[MUSIC] But, as an alternative, we can perform
Bayesian inference using a totally different algorithm called Gibbs sampling. And in Gibbs sampling, we're going to
iteratively provide hard assignments just like we did in k-means, but these
hard assignments are going to be drawn randomly from a specific distribution,
whereas remembering k-means, we just solved an equation and
got a solution. But the point here is that as we look
across these random samples of our model parameters and assignment variables
that are being produced by Gibbs sampling, this is capturing the uncertainty in
the values that these variables can take. And the reason we're presenting Gibbs
sampling in contrast to variational Is the fact that the updates
of our Gibbs sampling steps tend to be very intuitive and
very straightforward to implement. Okay, so let's look at a couple samples from a Gibbs sampler to get a little
intuition about what's going on here. So remember in our LDA model,
here are all our assignment variables and model parameters that we want
to do inference over, and this is iteration 10,000 of a Gibbs
sampler, and the reason I'm looking so far out at iteration 10,000 of the Gibbs
sampler is the fact that in very large models, like LDA, it can take quite
a few iterations before we get out of a potentially bad initialization and
start getting some reasonable assignments. So let's imagine this is iteration 10,000,
and these are the values assigned, they were randomly assigned to each
of these module parameters and assignment variables.
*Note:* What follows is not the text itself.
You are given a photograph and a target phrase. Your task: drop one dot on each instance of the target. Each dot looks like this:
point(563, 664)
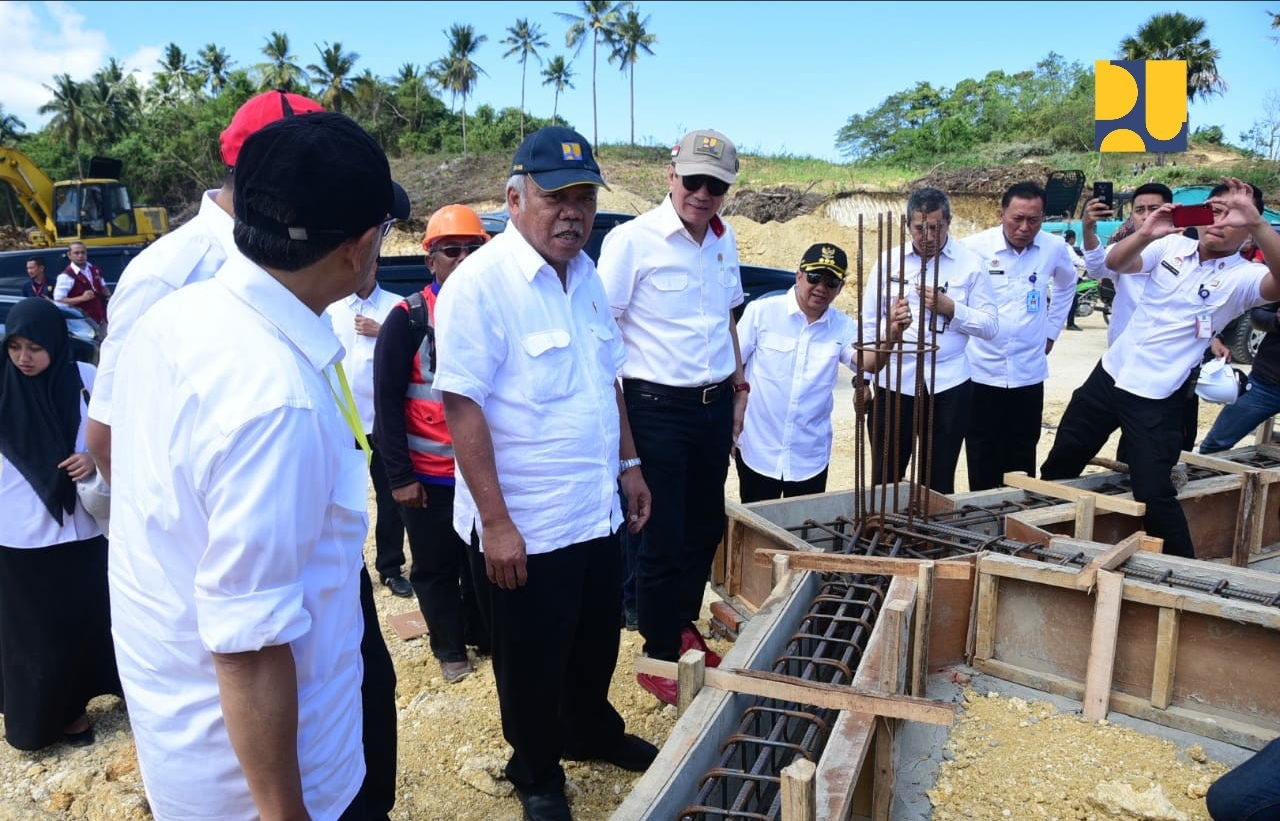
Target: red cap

And then maybe this is sample 10,001, and
sample 10,002, and if i just flip back and forth between these samples and do this
a few times, we're just going back and forth through these three samples,
we see how the values change. This is the randomness inherent in this
algorithm, and so we can talk about what do we expect to happen,
as we keep sampling over iterations. Well, one thing we can look
at here is something called the joint model probability. So this is like the likelihood that we
monitored before, but in a Bayesian model, not only do we have to account for
the likelihood of our data, given a specific set of model parameters. But we also have to
look at the probability of those model parameters themselves. And together, these two terms
form the joint model probability. And if we look at joint model probability
over Gibbs sampling iterations, we tend to get plots that look like the
following, where there's this initial burn in period where we're just moving from our
initialization to some reasonable space, and then we wander around. And throughout this whole process, the joint model probability can go up and
down. And the reason is because this
is a randomized algorithm. There's no guarantee that we're going
to increase our joint probability. This is not an optimization algorithm. And that's actually the point of it, we're
actually intending to explore this space of possible solutions, rather than
converge just to a single point. And this is very similar to what we
saw for stochastic gradient descent, or ascent, where there,
there was randomness too because we were computing a noisy
estimate of the gradient, and we showed that our objective
function wasn't going to simply monotonically increase or not decrease,
it might actually go up and down. But the important thing here is that
eventually, meaning after enough iterations, the random samples that are
produced by our Gibbs sampling algorithm allow us to form what are called
correct Bayesian estimates. And to provide some examples of what this
means, if we're thinking of a predictive task, we said that Bayesian's average
over uncertainty in the parameters. Well what we can do from the output of our
Gibbs sampling is we can look at a given sample and all the assignments, they're
hard assignments, of the model parameters and variables, and we can form our
prediction from those set of assignments. Then we can look at our next sample,
form our prediction, our next sample, form our prediction. Then we can average over these
predictions, across the different samples, and naturally because of how the Gibbs
sampler is exploring uncertainty, it's spending more time in
high probability regions and less time in low probability regions. It's forming a correct prediction, a correct Bayesian average,
over the uncertainty in our parameters. Another thing we can think
about doing is grabbing out what I'll call a good solution. And what I mean by a good solution
is the set of model parameters and assignment variables that out of
the space of everything we've explored, that maximize this joint
model probability. And this is an estimate of what
we call that maximum a posteriori parameter estimate. So if we look at monitoring joint
probability over iterations, we just look at grabbing out
the hard assignments made at the iteration that
maximizes joint probability. [MUSIC]